In 2018, the company’s arm sales were 548 units, +98 throughout the year.

55%, revenue from arm-type products2.

07 billion, previously +103.

twenty two%.

Arm-type products have tight production capacity. With the new arm-type products developed by magni, the product performance is better and the failure rate is reduced. Small batch trials will begin at the end of 2018.

The main construction of the fourth phase of the plant has been completed, and it is currently in the final stage of construction and equipment procurement. After commissioning, it can add 3200 units of arm-type capacity per year.

We judge that the company will gradually increase the output release of arm-type products in 2019, the scale effect will appear, and the gross margin will increase in the future. Arm-type products are expected to become the company’s new profit growth point.
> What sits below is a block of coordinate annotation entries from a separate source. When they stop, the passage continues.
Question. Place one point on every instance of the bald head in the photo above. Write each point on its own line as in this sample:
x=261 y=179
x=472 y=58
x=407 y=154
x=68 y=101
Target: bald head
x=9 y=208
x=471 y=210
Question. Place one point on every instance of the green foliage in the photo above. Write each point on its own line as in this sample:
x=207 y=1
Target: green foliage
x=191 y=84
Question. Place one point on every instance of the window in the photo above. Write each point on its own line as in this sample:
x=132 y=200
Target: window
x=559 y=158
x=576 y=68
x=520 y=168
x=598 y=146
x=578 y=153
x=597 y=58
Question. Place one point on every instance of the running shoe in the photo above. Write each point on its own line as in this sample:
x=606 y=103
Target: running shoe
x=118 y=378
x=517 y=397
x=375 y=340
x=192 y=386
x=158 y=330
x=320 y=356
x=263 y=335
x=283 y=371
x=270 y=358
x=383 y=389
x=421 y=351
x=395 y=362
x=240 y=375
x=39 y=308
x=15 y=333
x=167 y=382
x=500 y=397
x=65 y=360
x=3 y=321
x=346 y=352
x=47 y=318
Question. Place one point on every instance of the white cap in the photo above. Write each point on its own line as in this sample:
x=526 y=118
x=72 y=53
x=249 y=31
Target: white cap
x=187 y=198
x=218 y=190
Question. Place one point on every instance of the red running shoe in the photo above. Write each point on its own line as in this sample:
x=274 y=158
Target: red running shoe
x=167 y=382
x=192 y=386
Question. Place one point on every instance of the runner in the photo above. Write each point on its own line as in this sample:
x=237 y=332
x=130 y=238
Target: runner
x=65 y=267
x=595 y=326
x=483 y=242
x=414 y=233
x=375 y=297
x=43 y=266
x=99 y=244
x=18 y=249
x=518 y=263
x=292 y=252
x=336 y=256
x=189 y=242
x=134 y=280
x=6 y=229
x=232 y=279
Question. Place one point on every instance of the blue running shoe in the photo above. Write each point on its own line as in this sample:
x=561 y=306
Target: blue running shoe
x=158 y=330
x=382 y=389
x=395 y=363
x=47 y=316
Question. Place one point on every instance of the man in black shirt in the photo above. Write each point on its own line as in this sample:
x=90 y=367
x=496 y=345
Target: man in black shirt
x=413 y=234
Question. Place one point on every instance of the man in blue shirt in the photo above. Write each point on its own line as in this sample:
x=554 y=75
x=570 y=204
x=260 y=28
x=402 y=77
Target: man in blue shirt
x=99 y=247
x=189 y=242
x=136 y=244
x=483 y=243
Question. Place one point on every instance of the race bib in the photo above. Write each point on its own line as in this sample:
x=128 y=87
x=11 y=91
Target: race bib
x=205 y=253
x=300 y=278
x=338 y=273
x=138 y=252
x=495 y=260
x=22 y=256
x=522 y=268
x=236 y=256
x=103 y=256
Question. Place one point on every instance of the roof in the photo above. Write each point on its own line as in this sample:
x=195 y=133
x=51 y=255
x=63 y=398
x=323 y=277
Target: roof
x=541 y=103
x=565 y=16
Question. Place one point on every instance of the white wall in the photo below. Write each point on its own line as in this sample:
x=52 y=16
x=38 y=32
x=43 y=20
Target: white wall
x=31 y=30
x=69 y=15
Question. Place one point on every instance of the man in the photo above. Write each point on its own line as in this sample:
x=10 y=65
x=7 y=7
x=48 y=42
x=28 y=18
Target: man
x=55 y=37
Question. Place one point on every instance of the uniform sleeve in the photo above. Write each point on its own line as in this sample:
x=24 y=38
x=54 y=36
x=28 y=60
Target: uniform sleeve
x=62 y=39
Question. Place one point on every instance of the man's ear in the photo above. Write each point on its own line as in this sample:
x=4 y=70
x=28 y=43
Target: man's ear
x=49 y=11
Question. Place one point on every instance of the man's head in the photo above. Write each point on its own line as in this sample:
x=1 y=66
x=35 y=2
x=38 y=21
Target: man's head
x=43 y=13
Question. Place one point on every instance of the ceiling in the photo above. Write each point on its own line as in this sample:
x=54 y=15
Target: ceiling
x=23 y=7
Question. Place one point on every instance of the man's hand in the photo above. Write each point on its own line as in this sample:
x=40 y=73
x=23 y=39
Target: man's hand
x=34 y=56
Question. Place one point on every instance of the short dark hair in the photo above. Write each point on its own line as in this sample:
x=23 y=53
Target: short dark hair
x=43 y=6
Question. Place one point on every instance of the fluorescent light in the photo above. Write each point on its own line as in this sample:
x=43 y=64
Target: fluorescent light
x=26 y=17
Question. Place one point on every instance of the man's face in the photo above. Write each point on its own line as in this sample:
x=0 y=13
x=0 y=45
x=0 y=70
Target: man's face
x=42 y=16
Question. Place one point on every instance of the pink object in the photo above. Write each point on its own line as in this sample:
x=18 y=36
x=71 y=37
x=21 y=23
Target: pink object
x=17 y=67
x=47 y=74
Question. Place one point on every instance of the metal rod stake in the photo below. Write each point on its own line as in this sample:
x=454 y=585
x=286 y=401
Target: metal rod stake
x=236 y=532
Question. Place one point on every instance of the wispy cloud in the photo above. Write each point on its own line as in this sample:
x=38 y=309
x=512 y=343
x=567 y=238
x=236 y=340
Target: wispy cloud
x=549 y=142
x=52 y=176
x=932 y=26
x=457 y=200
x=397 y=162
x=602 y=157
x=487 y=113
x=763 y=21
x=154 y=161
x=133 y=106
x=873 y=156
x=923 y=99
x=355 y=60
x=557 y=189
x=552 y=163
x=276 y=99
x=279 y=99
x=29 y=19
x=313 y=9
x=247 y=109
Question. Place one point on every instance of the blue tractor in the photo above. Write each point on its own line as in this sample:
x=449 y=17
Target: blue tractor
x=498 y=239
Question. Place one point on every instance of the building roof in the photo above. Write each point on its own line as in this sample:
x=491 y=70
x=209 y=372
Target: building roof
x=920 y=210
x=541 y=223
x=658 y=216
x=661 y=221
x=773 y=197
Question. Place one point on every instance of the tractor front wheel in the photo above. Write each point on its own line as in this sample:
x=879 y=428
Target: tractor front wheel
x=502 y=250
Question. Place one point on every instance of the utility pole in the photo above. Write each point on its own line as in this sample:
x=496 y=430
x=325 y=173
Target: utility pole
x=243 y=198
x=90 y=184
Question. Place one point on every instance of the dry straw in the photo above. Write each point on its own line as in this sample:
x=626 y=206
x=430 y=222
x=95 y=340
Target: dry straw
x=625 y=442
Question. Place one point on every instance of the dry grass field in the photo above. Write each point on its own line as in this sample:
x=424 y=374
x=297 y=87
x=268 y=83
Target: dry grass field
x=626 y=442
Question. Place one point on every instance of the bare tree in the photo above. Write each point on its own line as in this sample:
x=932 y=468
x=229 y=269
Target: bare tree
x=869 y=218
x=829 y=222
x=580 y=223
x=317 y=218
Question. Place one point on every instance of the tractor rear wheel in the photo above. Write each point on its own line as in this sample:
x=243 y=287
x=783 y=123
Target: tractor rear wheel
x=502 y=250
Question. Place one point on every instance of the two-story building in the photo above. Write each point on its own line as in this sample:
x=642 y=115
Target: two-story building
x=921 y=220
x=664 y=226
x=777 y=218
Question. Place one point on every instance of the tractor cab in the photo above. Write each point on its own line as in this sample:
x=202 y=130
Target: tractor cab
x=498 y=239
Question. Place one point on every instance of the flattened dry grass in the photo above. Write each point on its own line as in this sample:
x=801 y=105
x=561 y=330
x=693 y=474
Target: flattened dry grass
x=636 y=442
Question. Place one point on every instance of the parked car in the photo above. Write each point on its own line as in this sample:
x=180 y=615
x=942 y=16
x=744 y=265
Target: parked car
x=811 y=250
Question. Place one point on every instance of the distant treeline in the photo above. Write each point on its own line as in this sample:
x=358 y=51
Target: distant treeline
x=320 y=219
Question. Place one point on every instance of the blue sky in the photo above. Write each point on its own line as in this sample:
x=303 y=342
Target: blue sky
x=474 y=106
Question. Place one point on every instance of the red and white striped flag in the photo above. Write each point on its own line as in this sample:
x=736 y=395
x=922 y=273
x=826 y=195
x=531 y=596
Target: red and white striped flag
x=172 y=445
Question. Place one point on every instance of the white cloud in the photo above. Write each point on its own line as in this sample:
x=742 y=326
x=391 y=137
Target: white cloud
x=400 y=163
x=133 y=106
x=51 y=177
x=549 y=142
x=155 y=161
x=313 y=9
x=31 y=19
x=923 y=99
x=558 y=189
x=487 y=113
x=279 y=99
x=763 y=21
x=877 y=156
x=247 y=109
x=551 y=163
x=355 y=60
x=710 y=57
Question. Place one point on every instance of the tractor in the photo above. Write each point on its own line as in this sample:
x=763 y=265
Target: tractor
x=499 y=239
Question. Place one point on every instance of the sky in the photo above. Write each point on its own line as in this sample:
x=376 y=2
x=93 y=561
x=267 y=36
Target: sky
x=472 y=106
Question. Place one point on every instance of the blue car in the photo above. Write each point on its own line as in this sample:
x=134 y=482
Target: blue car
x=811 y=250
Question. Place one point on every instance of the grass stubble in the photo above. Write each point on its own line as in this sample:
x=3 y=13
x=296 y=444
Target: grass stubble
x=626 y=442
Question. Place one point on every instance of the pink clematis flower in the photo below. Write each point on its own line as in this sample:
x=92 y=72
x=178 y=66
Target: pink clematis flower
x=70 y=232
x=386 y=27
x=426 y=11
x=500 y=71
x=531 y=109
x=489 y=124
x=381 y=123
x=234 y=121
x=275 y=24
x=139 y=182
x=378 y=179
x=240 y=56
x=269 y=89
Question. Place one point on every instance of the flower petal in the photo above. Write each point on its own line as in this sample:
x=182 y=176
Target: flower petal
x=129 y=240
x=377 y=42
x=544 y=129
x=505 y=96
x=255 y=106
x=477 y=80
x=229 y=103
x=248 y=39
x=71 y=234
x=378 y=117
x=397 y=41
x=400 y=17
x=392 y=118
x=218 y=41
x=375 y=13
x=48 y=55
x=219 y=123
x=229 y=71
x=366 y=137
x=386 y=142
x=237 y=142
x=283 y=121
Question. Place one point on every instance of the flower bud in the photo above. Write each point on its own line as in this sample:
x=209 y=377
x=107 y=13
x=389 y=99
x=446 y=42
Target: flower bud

Investment suggestion: It is expected that the company’s net profit attributable to its mother in 2019-2021 will be 7 respectively.

08 thousand yuan, 10.

3.8 billion, 14.

160,000 yuan, an increase of 47 in ten years.

34%, 46.

56%, 36.

45%.

The corresponding EPS are 2 respectively.

86, 4.

19 and 5.

72 yuan, the corresponding PE is 26.

94, 18.

38 and 13.

47 times.

Maintain a highly recommended level.

Risk warning: fierce market competition; worsening trade war; the company’s fourth-stage capacity climbing progress is less than expected.